Investors can save for child’s education in a tax advantaged 529 plan and creating a budget paves the way towards making financial goal reachable. Excel or Google Docs spreadsheet can be used to create a budget and track progress. Budgeting apps synchronized with banking accounts make the whole task of tracking spending very easy. Making an emergency fund starts with setting a goal for how much protection we want to build. It is ideal to open a separate bank or credit union savings account as emergency fund and keeping emergency fund in regular checking account introduces the temptation to use the cash for non emergencies.
Paying Off High Rate Debt as a Smart Investment Strategy
Highest yields are paid by online savings banks and individuals can open a high end savings account and setup an automatic transfer from checking account into savings account. Paying off high rate debt is a smart investment move and the average 17% interest rate charged on unpaid credit card balances adversely affects building financial security.

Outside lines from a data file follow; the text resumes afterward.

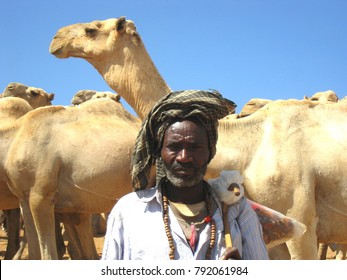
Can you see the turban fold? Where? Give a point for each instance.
(206, 106)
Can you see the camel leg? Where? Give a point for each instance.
(30, 231)
(13, 232)
(83, 225)
(341, 252)
(74, 247)
(61, 248)
(322, 251)
(80, 235)
(42, 209)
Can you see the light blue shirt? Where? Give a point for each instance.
(135, 231)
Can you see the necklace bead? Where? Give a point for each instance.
(207, 220)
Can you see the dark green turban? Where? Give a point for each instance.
(206, 106)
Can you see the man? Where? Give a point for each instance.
(180, 217)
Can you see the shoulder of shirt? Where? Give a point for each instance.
(141, 195)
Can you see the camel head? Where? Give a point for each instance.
(36, 97)
(92, 41)
(116, 50)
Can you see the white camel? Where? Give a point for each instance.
(10, 110)
(82, 168)
(131, 73)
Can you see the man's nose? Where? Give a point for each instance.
(184, 156)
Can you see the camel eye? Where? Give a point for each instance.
(90, 31)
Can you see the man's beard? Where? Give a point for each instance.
(184, 182)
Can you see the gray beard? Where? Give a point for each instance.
(180, 182)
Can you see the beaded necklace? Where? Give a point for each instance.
(208, 219)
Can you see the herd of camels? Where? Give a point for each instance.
(69, 162)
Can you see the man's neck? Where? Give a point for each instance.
(186, 195)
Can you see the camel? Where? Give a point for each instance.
(115, 49)
(83, 168)
(328, 96)
(10, 110)
(86, 94)
(36, 97)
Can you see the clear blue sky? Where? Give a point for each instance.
(244, 48)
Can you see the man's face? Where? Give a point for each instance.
(185, 153)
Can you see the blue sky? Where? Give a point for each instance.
(271, 49)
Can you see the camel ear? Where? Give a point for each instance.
(120, 24)
(117, 97)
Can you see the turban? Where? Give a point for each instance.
(206, 106)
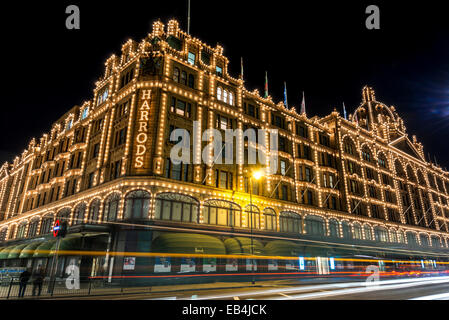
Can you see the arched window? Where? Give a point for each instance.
(380, 234)
(231, 98)
(357, 231)
(290, 222)
(191, 81)
(12, 231)
(436, 242)
(346, 228)
(349, 146)
(431, 179)
(399, 169)
(366, 154)
(254, 212)
(411, 238)
(32, 228)
(270, 219)
(315, 225)
(424, 239)
(64, 214)
(111, 207)
(393, 236)
(225, 213)
(47, 224)
(3, 233)
(78, 214)
(421, 180)
(176, 74)
(137, 205)
(367, 232)
(21, 230)
(333, 228)
(184, 77)
(410, 174)
(176, 207)
(382, 160)
(94, 211)
(401, 238)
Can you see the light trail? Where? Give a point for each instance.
(380, 285)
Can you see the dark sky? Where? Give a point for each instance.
(321, 48)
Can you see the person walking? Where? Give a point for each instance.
(37, 281)
(23, 281)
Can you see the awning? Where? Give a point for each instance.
(188, 243)
(15, 252)
(28, 251)
(283, 248)
(67, 244)
(43, 249)
(240, 245)
(317, 251)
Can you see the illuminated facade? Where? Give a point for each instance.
(106, 162)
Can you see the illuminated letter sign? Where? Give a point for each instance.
(56, 228)
(142, 128)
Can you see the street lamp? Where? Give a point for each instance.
(256, 175)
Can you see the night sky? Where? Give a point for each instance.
(321, 48)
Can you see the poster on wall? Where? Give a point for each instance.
(162, 264)
(291, 265)
(129, 263)
(272, 265)
(187, 265)
(231, 265)
(251, 265)
(209, 264)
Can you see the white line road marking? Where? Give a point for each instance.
(442, 296)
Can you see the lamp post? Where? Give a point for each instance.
(256, 175)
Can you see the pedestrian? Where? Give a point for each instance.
(38, 278)
(23, 281)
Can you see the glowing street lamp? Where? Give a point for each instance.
(256, 175)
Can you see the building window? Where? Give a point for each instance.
(181, 108)
(290, 222)
(32, 228)
(219, 212)
(184, 78)
(176, 207)
(191, 81)
(85, 113)
(78, 216)
(333, 228)
(270, 219)
(191, 58)
(94, 211)
(357, 231)
(137, 205)
(367, 231)
(111, 207)
(46, 225)
(381, 234)
(223, 179)
(102, 95)
(176, 74)
(315, 226)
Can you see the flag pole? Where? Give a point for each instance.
(188, 16)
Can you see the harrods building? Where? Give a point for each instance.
(104, 166)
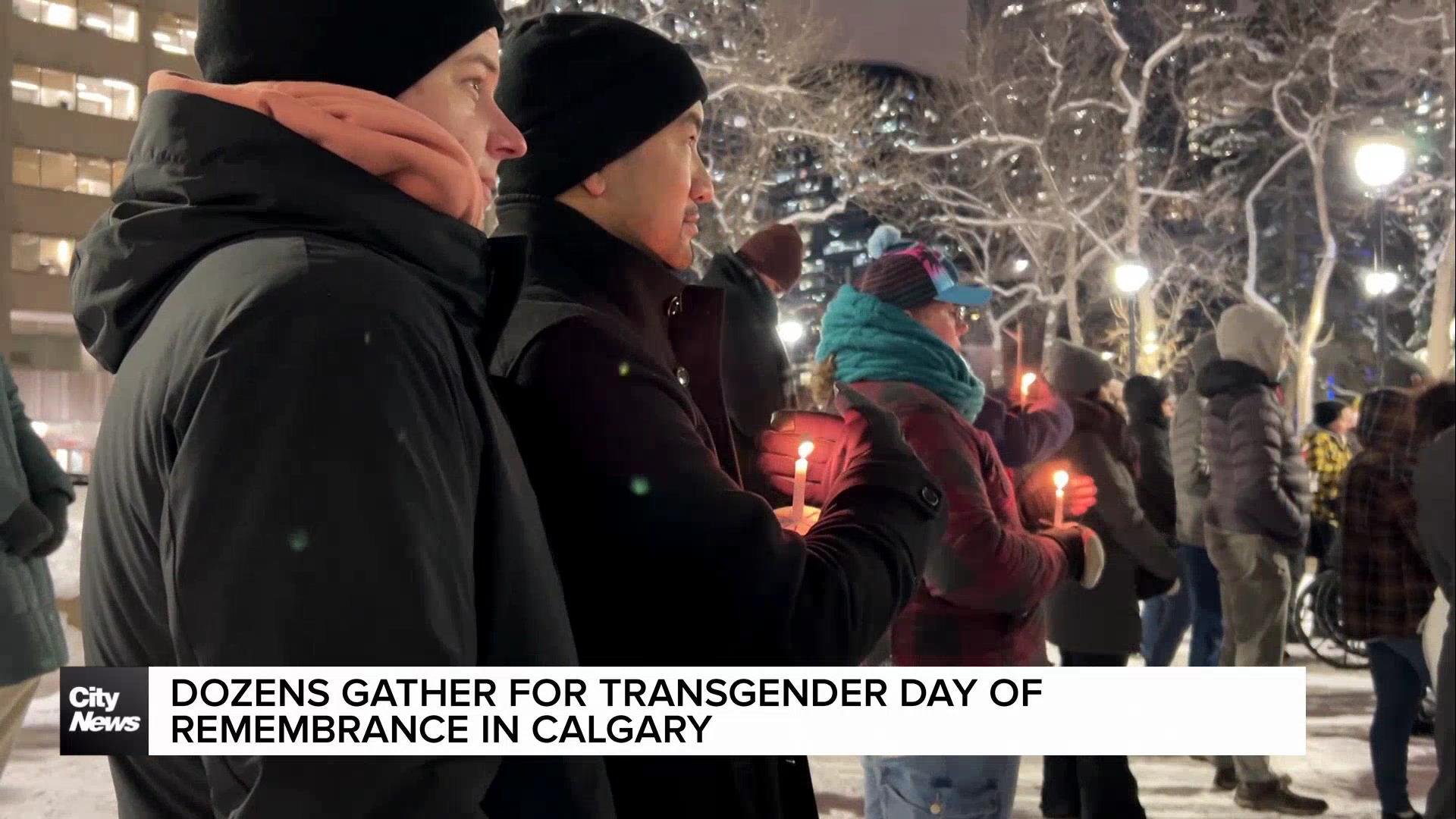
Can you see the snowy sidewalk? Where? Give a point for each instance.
(1335, 768)
(39, 784)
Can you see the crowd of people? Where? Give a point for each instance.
(348, 428)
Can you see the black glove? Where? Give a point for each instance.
(27, 532)
(865, 441)
(1150, 585)
(1085, 553)
(55, 506)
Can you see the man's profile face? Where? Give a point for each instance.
(459, 95)
(651, 196)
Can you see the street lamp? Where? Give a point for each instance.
(791, 333)
(1130, 278)
(1379, 162)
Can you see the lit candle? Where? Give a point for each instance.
(1060, 480)
(801, 482)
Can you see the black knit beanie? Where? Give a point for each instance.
(376, 46)
(1329, 413)
(585, 89)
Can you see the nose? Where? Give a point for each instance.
(504, 140)
(702, 188)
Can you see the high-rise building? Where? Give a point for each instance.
(77, 74)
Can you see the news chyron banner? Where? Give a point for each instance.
(731, 711)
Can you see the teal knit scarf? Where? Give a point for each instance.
(875, 341)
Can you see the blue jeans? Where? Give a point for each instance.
(1166, 617)
(1207, 607)
(1401, 678)
(940, 787)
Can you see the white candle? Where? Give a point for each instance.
(801, 480)
(1060, 480)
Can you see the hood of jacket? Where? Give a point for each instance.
(1388, 425)
(1145, 400)
(1101, 419)
(1254, 335)
(204, 174)
(1229, 376)
(1075, 371)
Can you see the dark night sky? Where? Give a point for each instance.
(922, 36)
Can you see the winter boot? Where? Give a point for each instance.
(1228, 779)
(1277, 798)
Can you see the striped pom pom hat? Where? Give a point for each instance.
(909, 276)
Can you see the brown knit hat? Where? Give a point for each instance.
(775, 253)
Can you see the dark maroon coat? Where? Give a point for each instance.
(981, 604)
(610, 378)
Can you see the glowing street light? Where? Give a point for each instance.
(1130, 278)
(1379, 162)
(1381, 283)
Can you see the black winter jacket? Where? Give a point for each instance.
(755, 366)
(302, 464)
(612, 372)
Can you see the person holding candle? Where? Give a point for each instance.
(1100, 626)
(1257, 519)
(758, 378)
(1149, 417)
(894, 337)
(302, 458)
(1191, 488)
(610, 369)
(1024, 431)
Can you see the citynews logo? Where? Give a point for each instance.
(104, 711)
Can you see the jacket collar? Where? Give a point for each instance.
(573, 256)
(204, 174)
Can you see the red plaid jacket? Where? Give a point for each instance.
(981, 599)
(1386, 586)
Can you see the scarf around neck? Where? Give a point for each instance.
(875, 341)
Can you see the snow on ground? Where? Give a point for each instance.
(39, 784)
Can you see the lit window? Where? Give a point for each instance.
(102, 96)
(60, 171)
(60, 14)
(25, 85)
(41, 254)
(175, 34)
(93, 177)
(115, 20)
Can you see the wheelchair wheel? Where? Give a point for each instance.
(1320, 629)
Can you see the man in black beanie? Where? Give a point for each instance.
(618, 404)
(302, 461)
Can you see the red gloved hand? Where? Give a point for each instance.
(1079, 496)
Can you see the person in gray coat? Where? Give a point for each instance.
(1200, 579)
(1435, 485)
(1257, 516)
(1100, 626)
(34, 494)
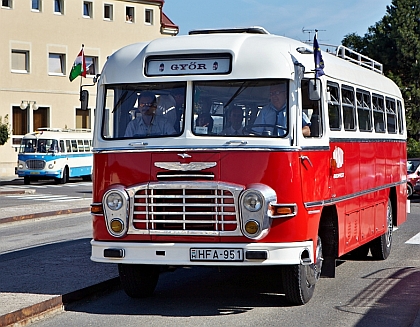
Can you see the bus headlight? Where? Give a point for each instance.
(255, 214)
(252, 201)
(116, 209)
(114, 201)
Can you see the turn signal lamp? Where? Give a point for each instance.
(252, 227)
(117, 226)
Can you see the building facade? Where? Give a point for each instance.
(41, 39)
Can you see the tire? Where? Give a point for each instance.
(380, 247)
(65, 178)
(138, 281)
(299, 280)
(410, 191)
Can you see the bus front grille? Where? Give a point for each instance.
(35, 164)
(205, 208)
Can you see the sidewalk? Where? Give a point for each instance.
(41, 280)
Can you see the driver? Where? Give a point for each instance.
(275, 112)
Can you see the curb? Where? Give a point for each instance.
(57, 303)
(43, 214)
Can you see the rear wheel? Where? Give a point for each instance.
(299, 280)
(380, 247)
(138, 280)
(64, 178)
(410, 190)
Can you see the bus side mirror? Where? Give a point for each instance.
(314, 89)
(84, 99)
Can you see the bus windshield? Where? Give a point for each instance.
(34, 145)
(219, 108)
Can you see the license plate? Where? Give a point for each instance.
(216, 254)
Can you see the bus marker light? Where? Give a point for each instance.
(117, 225)
(252, 227)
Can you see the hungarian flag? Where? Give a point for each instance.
(79, 66)
(319, 62)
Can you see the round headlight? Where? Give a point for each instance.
(114, 201)
(252, 201)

Individuals with a solid credit score can think of checking if they can qualify for a balance transfer deal to a new card that will waive interest payments for an initial period. The very best way to save for retirement is to utilize special accounts that give us valuable tax breaks. Retirement accounts like 401K and 403B are immensely popular in the promised land of United States of America.
A person with earned income can contribute to their individual retirement account and many brokerages provide IRA. Investors can avail an upfront tax break with 401K and 403B accounts and traditional IRA accounts are eligible for upfront tax break. Roth 401K and IRAs offer the tax break in retirement. People in their 20s can start saving at least 10% of their gross salary as soon as possible and independent contractors and gig workers qualify for SEP IRA. SEP IRA stands for Simplified Employee Pension Individual Retirement Arrangement. Only traditional format of SEP IRA is available and there is no Roth version of SEP IRA.
Consulting with a Certified Financial Planner
Roth 401K and Roth IRA are beneficial for individuals coming under lower tax bracket and there is no income cutoff in order to become eligible to save in Roth IRA. Individuals in their 30s can save 15% of their gross salary and consulting with a certified financial planner to work through retirement savings is highly recommended. Personal finance planners charge a flat fee or hourly fee for a specific assignment and Roth retirement savings can be used to create tax diversification. It is a great idea to invest for retirement with a very long term focus and stocks deliver high returns than bonds. The right stock bond mixture is dependent upon personal goals, willingness for risk, and the number of years we hold our investments.